An extremely large population of the peppered moth has thrived in a forest of
dark brown and white barked trees for many centuries. 55% of the moths in this
population are white in color. Both white and dark brown moths can survive in
the forest because they are camouflaged against trees that match their body color.
When a fire sweeps though the forest, the benefits enjoyed by the white moths are
eliminated. While many of the moths and birds in the forest survive the blaze, the
dark colored moths are now better camouflaged against the dark burnt bark of the
trees. The white moths are so poorly camouflaged that they are immediately
eaten by predatory birds. None of the white moths are ever able to reproduce.

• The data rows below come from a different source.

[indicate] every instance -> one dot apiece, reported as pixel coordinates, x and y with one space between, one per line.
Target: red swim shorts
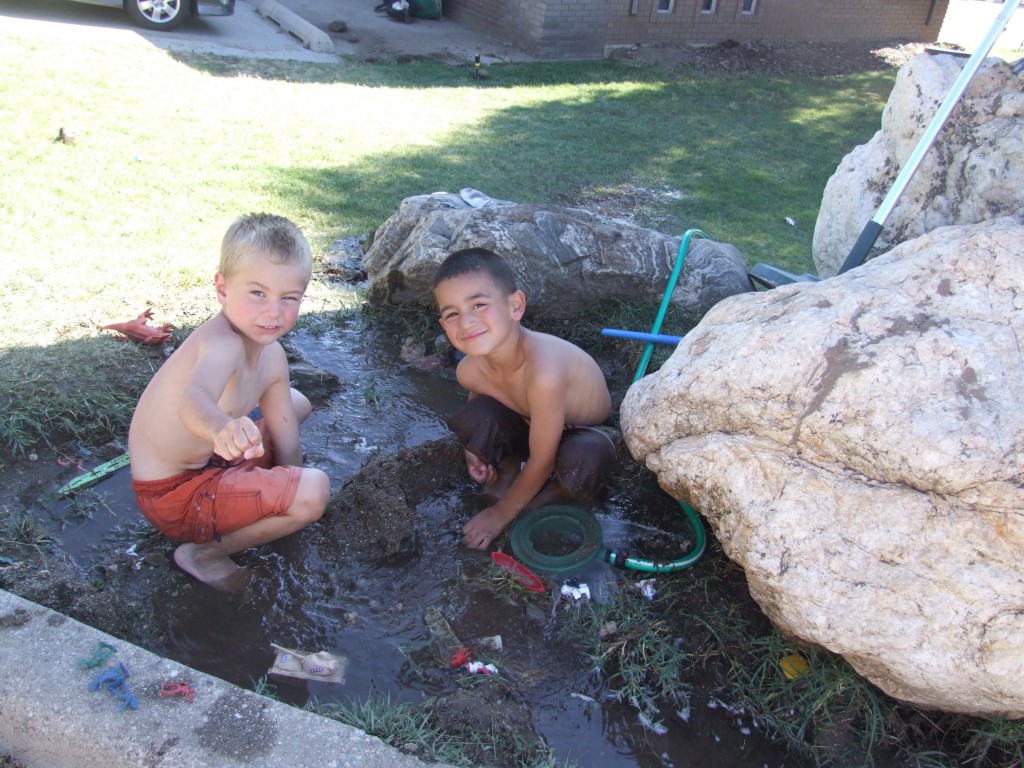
200 505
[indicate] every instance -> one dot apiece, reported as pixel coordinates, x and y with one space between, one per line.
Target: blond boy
206 469
532 427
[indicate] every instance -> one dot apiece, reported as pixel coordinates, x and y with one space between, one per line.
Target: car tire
157 14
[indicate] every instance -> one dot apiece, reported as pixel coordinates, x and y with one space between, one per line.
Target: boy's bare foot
211 567
484 527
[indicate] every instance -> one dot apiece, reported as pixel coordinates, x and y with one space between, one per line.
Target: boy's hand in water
240 437
479 470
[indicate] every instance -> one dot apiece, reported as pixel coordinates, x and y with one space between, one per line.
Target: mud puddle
359 583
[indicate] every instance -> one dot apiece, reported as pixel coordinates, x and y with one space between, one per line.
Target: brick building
590 29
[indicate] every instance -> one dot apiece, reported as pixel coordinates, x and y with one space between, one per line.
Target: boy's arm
547 420
279 412
201 415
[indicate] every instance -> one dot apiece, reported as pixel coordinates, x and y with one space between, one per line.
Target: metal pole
873 227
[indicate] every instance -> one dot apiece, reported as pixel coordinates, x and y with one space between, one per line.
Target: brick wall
587 29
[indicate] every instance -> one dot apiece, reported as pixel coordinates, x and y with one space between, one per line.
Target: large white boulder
857 445
974 170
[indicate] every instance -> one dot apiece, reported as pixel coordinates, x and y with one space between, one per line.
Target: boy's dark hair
470 260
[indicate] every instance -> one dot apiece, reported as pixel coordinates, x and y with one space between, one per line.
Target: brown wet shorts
200 505
495 432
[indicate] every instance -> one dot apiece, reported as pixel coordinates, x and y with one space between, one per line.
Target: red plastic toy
521 573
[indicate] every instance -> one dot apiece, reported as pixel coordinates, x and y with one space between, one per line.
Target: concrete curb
312 37
50 719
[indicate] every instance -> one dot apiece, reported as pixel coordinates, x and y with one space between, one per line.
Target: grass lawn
168 148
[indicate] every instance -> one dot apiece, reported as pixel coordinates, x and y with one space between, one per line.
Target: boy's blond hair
274 238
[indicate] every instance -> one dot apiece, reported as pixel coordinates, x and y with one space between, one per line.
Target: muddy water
373 615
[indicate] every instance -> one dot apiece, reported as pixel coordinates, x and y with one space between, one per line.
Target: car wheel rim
160 10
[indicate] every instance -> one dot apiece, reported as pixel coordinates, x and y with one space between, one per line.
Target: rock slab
856 445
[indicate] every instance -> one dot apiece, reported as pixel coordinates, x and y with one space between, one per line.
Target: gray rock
973 171
564 258
856 445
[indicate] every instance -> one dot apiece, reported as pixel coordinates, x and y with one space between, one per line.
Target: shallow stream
307 598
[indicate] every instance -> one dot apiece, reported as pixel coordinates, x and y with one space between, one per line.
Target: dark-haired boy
532 430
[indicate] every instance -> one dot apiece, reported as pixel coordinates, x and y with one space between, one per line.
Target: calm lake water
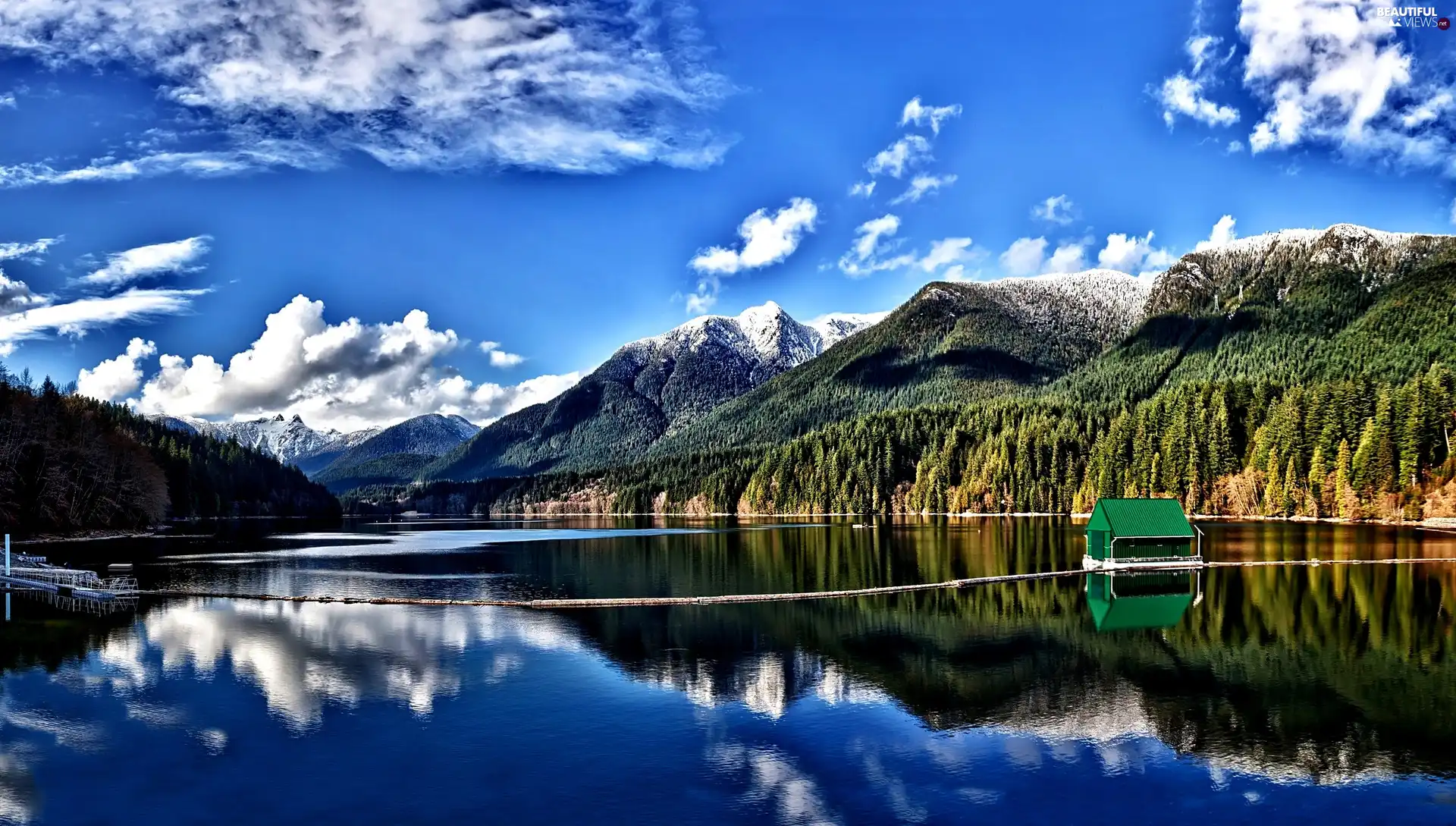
1283 696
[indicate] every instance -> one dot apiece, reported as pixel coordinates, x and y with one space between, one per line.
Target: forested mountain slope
949 343
397 454
647 389
73 463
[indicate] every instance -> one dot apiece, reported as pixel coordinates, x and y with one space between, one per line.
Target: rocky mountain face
949 343
290 440
1348 259
647 389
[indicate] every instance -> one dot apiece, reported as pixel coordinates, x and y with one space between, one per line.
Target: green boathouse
1133 532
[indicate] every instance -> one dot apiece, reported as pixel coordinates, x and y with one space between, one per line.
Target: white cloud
905 153
428 83
764 239
152 259
27 250
949 253
1133 254
117 378
348 375
500 357
1329 73
919 114
1068 258
1056 210
873 242
262 155
79 316
1024 256
1183 95
1220 235
922 185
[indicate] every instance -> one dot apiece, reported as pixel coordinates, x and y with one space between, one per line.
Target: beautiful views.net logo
1413 18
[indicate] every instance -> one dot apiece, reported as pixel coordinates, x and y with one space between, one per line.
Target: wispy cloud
347 375
83 315
1327 73
268 155
919 114
1055 210
27 250
431 83
922 185
147 261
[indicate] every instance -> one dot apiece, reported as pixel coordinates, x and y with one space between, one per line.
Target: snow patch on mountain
287 440
1100 305
1267 267
766 337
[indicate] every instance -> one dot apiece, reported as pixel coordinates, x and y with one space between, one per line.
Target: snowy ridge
764 337
287 440
1267 267
1094 305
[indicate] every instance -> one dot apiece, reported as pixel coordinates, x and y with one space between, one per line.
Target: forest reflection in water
1318 675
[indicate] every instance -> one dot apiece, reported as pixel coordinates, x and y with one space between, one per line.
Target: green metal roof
1128 519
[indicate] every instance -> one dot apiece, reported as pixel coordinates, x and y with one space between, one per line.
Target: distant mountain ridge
289 440
647 389
397 454
952 341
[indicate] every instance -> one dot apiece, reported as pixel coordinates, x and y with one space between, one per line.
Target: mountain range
650 389
1286 306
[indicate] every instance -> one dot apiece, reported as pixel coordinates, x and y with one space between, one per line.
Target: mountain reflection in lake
1282 694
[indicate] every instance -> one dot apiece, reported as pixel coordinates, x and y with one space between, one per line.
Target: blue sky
548 180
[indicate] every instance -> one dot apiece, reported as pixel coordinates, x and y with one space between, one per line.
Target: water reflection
1332 675
1141 599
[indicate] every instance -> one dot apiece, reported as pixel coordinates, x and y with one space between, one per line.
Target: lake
1282 694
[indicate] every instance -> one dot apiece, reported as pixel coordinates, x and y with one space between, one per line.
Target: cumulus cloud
83 315
1329 73
147 261
1068 258
431 83
873 243
346 375
897 158
919 114
500 357
922 185
1055 210
1133 254
27 250
1220 235
1024 256
766 239
117 378
948 253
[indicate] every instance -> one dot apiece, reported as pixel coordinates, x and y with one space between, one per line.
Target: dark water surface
1279 696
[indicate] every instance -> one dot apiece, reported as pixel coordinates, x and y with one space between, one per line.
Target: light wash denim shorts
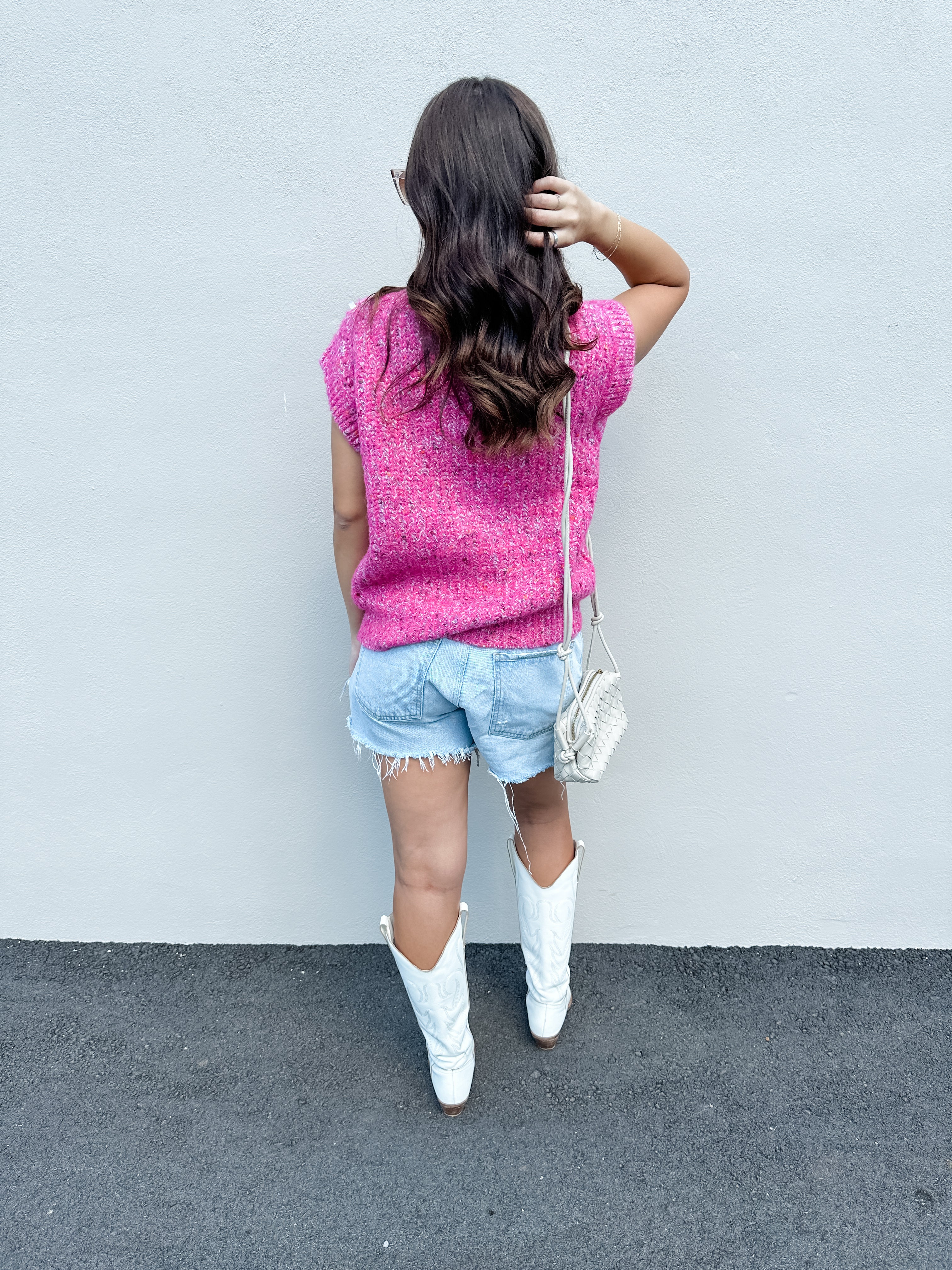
447 700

NOTE: Assume Hardy-Weinberg assumptions for the following questions
including an infinite population size.
a)
What are P (MM), Q (Mm), R (mm), p (frequency of M) and q (frequency
of m) for the population of moths before the forest fire?
b)
Assuming both colors of moths survive the forest fire with equal
probability, what are P, Q, R, p and q for the first generation of moths after the
fire (at the time when they are born).
c) If white moths are destroyed generation after generation, find an equation for qt
in terms of qo.
d) After how many generations will q = .05? How long will it take until q is
exactly 0.
12)
A great catastrophe befalls Whoville; when Horton falls asleep, some of
the other residents of the Jungle of Nool (claiming that they are acting in the best
interests of the poor deranged elephant) boil the dust speck that contains the
Who's world. Only 1 male and 1 female Who survive the horrible calamity. Horton recovers the dust speck, and with the aid of caffeine and increased
vigilance, he protects the tiny dust speck long enough for the survivors to produce
a (F1) generation of 10 Whos. The ability for these Whos to produce substantial
noise is controlled by a simple 2-allele locus, and before the catastrophe the
incidence of the loud allele was .25, while the incidence of the quiet allele was
.75. Assuming that the Whos were in Hardy-Weinberg equilibrium before the
catastrophe,
a) Use a Wright-Fisher model to predict the probability of the quiet allele being
extinct in the F1 generation.
b) Use a Wright-Fisher model to predict the probability of the loud allele being
extinct in the F1 generation.
c) Identify the shortcomings of the Wright-Fisher model in this example (ie, what
might actually happen in reality that wouldn't be indicated in the Wright-Fisher
model). Give an example in which these shortcomings could substantially change
the probabilities calculated in the parts b and c.
13)
Scientists discover a very basic form of life on Mars. The genetic system
is based on only four amino acids - X, Y, Z, and W - and two nucleotides – A and
B. Codons in this new system are only two nucleotides long and code for the
amino acids according to the following table.
Nuc
leoti
des
AA
AB
BA
BB
Amino
Acids
X
Y
Z
W
Assuming that a nucleotide changes to any other in a given time step t with
probability b, answer the following questions about the substitutions in a
particular “neutral” amino acid sequence.
HINTS:
•
for simplicity assume that only a single substitution can occur in a given
time step.
•
compare the problem to Kimura’s 2-parameter correction
a) What is the equation K(t) for the expected number of amino acid changes that
actually do occur after time t.
b) Find a correction for the number of changes that have occurred (K) in terms of
the number of observed amino acid substitutions (Hint: there are two types of
substitutions. Include both in the formula for K.)
14)
Elephant seals possess an interesting system of mating. One alpha-male
lies in the center of a harem of females and attempts to mate with as many of
these females as possible throughout the course of the mating season. The harem
is also surrounded by 5 beta-males, usually younger and smaller, who lie around
the harem and protect it from invasion by other males. When the alpha-male
starts to mate, the beta-males use his distraction to do some mating of their own
with the females at the outer edges of the harem. Other males, not alphas or
betas, stay in the water and are not allowed to mate at all.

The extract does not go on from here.